Этот социокультурный подход, введенный Эспанем, развивается в современных исследованиях переводов, где все большее внимание уделяется их «внетекстовому» изучению, а именно — коммуникации между автором-«источником», переводчиком-читателем, переводчиком-«рерайтером» и целевым читателем перевода[23].
Еще более широкое понимание перевода появляется в развитии понятия «культурного перевода» (cultural translation), возникшего в переводческих исследованиях в 1990‐е годы. Перевод в рамках этой концепции выполняет роль «негоциации» между культурами, предполагающей сложное взаимодействие, обмен идеями и последующее изменение их значений в рамках «принимающей культуры». По мнению Питера Бёрка, «культурный перевод» — это не просто целостный перенос информации из одной знаковой системы в другую, не одномоментное решение конкретной проблемы (перевод понятия или передача точного значения), а скорее компромисс между разными культурами, предполагающий потери, недопонимание, уступки, оставляющий путь для новых переговоров и решений.
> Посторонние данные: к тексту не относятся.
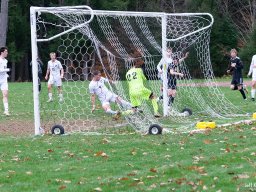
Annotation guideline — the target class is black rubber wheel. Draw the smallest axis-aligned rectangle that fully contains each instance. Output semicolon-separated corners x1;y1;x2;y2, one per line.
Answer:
52;125;65;135
181;108;192;116
148;124;163;135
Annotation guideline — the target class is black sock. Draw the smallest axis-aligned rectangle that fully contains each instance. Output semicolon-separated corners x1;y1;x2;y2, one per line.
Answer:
239;89;246;99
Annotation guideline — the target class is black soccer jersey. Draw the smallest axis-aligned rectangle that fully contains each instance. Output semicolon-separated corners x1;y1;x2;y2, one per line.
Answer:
229;57;244;79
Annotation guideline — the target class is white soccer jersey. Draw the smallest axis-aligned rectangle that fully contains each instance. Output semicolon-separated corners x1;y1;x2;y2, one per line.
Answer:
89;77;112;102
157;57;173;79
0;57;9;83
47;60;63;79
248;55;256;80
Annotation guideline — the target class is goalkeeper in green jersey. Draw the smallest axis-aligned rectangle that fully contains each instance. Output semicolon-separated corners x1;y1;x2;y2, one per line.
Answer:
126;54;160;117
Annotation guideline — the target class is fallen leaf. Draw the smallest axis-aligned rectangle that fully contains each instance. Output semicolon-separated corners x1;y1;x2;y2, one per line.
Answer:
118;177;129;181
131;149;137;155
94;151;108;158
93;187;102;192
26;171;32;175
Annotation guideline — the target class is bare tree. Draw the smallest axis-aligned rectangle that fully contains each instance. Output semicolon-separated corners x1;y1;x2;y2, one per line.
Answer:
0;0;9;47
217;0;256;44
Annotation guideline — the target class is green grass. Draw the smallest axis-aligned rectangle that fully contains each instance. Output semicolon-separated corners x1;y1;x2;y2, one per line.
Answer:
0;79;256;192
0;124;256;192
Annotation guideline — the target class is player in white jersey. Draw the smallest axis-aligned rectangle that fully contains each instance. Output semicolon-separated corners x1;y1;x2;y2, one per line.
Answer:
0;47;10;116
248;55;256;101
45;52;64;102
157;48;173;80
89;71;132;118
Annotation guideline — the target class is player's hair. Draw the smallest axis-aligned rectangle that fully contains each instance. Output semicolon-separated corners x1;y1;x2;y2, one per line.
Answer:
230;49;237;54
0;47;7;54
92;70;101;76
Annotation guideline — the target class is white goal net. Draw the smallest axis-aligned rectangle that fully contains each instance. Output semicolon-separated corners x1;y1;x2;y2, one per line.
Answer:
31;6;245;134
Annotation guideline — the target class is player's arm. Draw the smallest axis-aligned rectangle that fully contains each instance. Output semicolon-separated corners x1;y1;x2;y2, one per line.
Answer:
91;94;96;112
170;69;184;77
156;59;163;74
60;67;64;79
45;63;50;80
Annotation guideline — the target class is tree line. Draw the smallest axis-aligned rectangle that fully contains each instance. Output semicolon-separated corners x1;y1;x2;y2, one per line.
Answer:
0;0;256;81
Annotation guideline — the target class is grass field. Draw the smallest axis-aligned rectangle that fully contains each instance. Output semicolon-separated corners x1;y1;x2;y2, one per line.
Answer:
0;80;256;192
0;124;256;192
Поэтому каждый перевод историчен, он несет в себе отражение уникальной и изменчивой ситуации взаимодействия[24]. При этом «переводчик» выступает как активный и творческий агент в процессе культурного перевода, именно он конструирует текст заново, создавая эквиваленты переводимых понятий. Маргрит Пернау отмечает, что перевод глубоко укоренен в социальном взаимодействии и властных отношениях, он служит индикатором культурных доминант и стереотипов, существующих в обществе. В этом смысле «потери при переводе» не менее важны для исследователя, чем то, что удалось получить в процессе переводческой деятельности, поскольку эти «потери» говорят историку о существенных культурных различиях и служат маркерами «особости» и «инаковости»[25]. В этом отношении теория «культурного перевода» позволяет понять значение взаимодействия культур в процессе созидания «национальной» культуры, которая становится возможной только в рамках этих «пересечений»[26].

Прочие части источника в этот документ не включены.